Quantification of within- and between-farm dispersal of Culicoides biting midges using an immunomarking technique

Christopher J Sanders  1 Lara E Harrup  1 Laura A Tugwell  1 Victor A Brugman  1 Marion England  1 Simon Carpenter  1
Affiliations

Quantification of within- and between-farm dispersal of Culicoides biting midges using an immunomarking technique

Christopher J Sanders et al. J Appl Ecol. 2017 Oct.

Abstract

Culicoides biting midges (Diptera, Ceratopogonidae) are vectors of arboviruses that cause significant economic and welfare impact. Local-scale spread of Culicoides-borne arboviruses is largely determined by the between-farm movement of infected Culicoides.Study of the dispersal behaviour of Culicoides by capture-mark-recapture (CMR) is problematic due to the likelihood of mortality and changes in behaviour upon capture caused by the small size and fragility of these insects, evidenced by low recapture rates. To counter the problem of using CMR with Culicoides, this study utilised an ovalbumin immunomarking technique to quantify the within- and between-farm dispersal of Culicoides in southern England.Both within- and between-farm dispersal of Culicoides was observed.

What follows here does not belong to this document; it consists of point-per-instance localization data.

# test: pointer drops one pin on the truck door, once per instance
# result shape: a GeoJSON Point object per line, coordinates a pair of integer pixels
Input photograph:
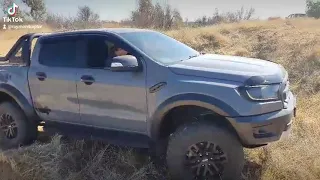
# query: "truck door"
{"type": "Point", "coordinates": [52, 78]}
{"type": "Point", "coordinates": [110, 100]}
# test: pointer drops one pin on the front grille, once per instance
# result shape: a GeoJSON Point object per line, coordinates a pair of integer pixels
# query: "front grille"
{"type": "Point", "coordinates": [284, 92]}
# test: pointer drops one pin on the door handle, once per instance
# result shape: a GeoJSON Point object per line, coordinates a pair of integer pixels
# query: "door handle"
{"type": "Point", "coordinates": [41, 76]}
{"type": "Point", "coordinates": [88, 80]}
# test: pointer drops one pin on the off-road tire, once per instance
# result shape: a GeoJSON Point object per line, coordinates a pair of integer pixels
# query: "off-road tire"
{"type": "Point", "coordinates": [196, 132]}
{"type": "Point", "coordinates": [26, 131]}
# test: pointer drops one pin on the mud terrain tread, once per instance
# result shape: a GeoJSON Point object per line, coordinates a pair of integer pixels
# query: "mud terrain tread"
{"type": "Point", "coordinates": [200, 131]}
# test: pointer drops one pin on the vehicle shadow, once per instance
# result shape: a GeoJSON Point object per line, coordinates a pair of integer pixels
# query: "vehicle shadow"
{"type": "Point", "coordinates": [251, 171]}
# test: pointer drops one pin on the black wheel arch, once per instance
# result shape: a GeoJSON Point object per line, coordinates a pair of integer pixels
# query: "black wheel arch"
{"type": "Point", "coordinates": [190, 99]}
{"type": "Point", "coordinates": [20, 99]}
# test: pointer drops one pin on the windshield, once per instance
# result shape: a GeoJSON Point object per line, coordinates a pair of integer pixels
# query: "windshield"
{"type": "Point", "coordinates": [160, 47]}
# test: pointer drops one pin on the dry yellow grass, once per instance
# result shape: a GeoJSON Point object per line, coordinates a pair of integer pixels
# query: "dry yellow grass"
{"type": "Point", "coordinates": [293, 43]}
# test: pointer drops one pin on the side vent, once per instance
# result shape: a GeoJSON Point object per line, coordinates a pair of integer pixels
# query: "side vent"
{"type": "Point", "coordinates": [157, 87]}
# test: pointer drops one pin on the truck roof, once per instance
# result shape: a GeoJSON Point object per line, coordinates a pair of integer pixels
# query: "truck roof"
{"type": "Point", "coordinates": [100, 30]}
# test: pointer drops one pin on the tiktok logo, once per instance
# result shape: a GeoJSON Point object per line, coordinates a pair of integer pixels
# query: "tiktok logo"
{"type": "Point", "coordinates": [12, 10]}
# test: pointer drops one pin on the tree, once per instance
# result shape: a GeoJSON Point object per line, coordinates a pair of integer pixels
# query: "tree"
{"type": "Point", "coordinates": [143, 15]}
{"type": "Point", "coordinates": [158, 16]}
{"type": "Point", "coordinates": [168, 18]}
{"type": "Point", "coordinates": [177, 19]}
{"type": "Point", "coordinates": [86, 14]}
{"type": "Point", "coordinates": [313, 9]}
{"type": "Point", "coordinates": [37, 9]}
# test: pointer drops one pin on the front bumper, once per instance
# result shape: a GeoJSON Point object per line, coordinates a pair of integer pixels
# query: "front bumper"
{"type": "Point", "coordinates": [262, 129]}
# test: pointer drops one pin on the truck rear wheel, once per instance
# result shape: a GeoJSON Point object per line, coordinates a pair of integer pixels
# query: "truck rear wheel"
{"type": "Point", "coordinates": [15, 129]}
{"type": "Point", "coordinates": [204, 151]}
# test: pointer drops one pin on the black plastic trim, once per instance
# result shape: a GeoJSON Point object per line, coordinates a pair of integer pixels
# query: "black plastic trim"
{"type": "Point", "coordinates": [199, 100]}
{"type": "Point", "coordinates": [21, 101]}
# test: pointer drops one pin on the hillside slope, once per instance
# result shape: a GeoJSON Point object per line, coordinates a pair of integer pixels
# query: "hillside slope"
{"type": "Point", "coordinates": [293, 43]}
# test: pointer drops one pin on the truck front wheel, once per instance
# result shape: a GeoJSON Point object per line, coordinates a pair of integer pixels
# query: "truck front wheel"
{"type": "Point", "coordinates": [15, 129]}
{"type": "Point", "coordinates": [204, 151]}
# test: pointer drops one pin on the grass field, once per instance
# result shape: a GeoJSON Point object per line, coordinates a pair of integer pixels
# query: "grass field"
{"type": "Point", "coordinates": [293, 43]}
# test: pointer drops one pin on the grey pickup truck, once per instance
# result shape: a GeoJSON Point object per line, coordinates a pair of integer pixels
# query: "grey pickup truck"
{"type": "Point", "coordinates": [143, 89]}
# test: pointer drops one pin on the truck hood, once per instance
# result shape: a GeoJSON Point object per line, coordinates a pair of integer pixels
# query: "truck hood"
{"type": "Point", "coordinates": [232, 68]}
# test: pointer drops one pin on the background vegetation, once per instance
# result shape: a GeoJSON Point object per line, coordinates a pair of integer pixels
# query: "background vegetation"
{"type": "Point", "coordinates": [294, 43]}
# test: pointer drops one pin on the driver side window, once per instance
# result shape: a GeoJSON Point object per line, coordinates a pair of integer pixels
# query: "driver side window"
{"type": "Point", "coordinates": [102, 53]}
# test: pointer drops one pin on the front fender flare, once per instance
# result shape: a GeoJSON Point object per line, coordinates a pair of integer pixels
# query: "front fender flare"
{"type": "Point", "coordinates": [19, 98]}
{"type": "Point", "coordinates": [199, 100]}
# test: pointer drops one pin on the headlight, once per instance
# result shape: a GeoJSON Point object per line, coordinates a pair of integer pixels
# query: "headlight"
{"type": "Point", "coordinates": [263, 92]}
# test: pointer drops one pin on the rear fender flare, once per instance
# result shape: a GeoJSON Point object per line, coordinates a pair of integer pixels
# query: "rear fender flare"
{"type": "Point", "coordinates": [23, 103]}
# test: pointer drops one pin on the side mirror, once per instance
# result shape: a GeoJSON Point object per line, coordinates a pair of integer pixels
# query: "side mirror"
{"type": "Point", "coordinates": [124, 63]}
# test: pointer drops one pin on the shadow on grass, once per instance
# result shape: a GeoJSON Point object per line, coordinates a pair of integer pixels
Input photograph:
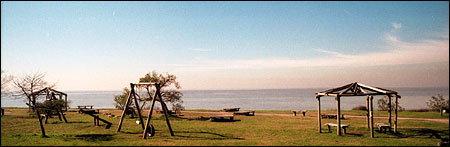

Of the 9058 Culicoides collected over 22 nights of trapping, 600 ovalbumin-positive Culicoides, of 12 species including those implicated as arbovirus vectors, were collected with a maximum dispersal distance of 3125 m.This study provides the first species-level data on the between-farm dispersal of potential bluetongue, Schmallenberg and African horse sickness virus vectors in northern Europe. High-resolution meteorological data determined upwind and downwind flight by Culicoides had occurred. Cumulative collection and meteorological data suggest 15·6% of flights over 1 km were upwind of the treatment area and 84·4% downwind. Synthesis and applications. The use of immunomarking eliminates the potential adverse effects on survival and behaviour of insect collection prior to marking, substantially improving the resolution and accuracy of estimates of the dispersal potential of small and delicate vector species such as Culicoides. Using this technique, quantification of the range of Culicoides dispersal with regard to meteorological conditions including wind direction will enable improved, data-driven modelling of the spread of Culicoides-borne arboviruses and will inform policy response to incursions and outbreaks.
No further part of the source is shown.